Now with JOHN CARTER, this is another textbook case of Disney trying to steer its Titanic marketing campaign through uncertain waters. Is it sci-fi? Is it a celebration of author Edgar Rice Burroughs’ 100th anniversary? The movie itself went through a number of title changes: JOHN CARTER OF MARS, PRINCESS OF MARS, and finally the least helpful JOHN CARTER – not to be confused by the GET CARTER movies, I’m sure!
The trailers for JOHN CARTER were also unappetizing, looking derivative, right up to the point where the titular character is smeared with blue, looking as if he stepped out of a BRAVEHEART battle right onto planet Pandora.
JOHN CARTER stylistically is similar to a SHERLOCK HOLMES movie. It also reminded me of the Will Smith movie WILD WILD WEST where 19th century architecture and machinery decorate sci-fi technology.

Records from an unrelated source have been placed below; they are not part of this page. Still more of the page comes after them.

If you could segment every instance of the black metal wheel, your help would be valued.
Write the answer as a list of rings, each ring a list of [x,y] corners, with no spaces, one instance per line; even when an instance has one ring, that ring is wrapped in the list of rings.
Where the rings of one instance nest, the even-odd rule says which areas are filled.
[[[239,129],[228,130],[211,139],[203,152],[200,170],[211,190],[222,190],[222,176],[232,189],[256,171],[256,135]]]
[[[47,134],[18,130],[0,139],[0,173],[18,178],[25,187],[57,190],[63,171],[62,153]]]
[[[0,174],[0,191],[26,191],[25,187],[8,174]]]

It’s a fun action movie with a great cast. John Carter (Taylor Kitsch who at times looks like a very young Johnny Depp) is a Civil War veteran, tired and saddened by the death of his wife and child. Through means best explained by the movie, he is teleported to Mars where he begins a great journey, first as the pet of an alien tribe led by Wilem Dafoe, then as the hero to the Princess of Mars – herself fighting a civil war between two factions – one led by Dominic West, the other by her father Ciaran Hinds. The only weak link here is Lynn Collins who plays the Princess of Mars in typical Disney formula – a feisty woman with feminine wiles like Princess Jasmine from ALADDIN.
The special effects are first rate and have an epic quality. Keeping its hunky star Taylor Kitsch in loin cloth is a none-too-subtle reminder that Edgar Rice Burroughs would go on to write the TARZAN novels. Kitsch looked pale and anemic at the beginning of the film, but I eventually figured out it was the film’s way of separating the “white earth man” from the “red Mars people” by subtle complexion.
Director Andrew Stanton’s first live action film – he’s best known for FINDING NEMO and WALL-E – keeps JOHN CARTER entertaining and paced but it’s still over 2 hours long. Some of the graphics are too similar to blockbusters of the past. A racing scene looks exactly like a race scene from STAR WARS Tattoine. So does an arena battle. If the point JOHN CARTER is trying to make is that its story preceded STAR WARS, that’s not going to help today’s moviegoers who are only going to see a movie that has come after George Lucas’ work.
Edgar Rice Burroughs wrote 10 John Carter novels, and unfortunately, the chances of a sequel are dependent on its box office. For the first summer movie, JOHN CARTER is well worth being transported for a couple hours.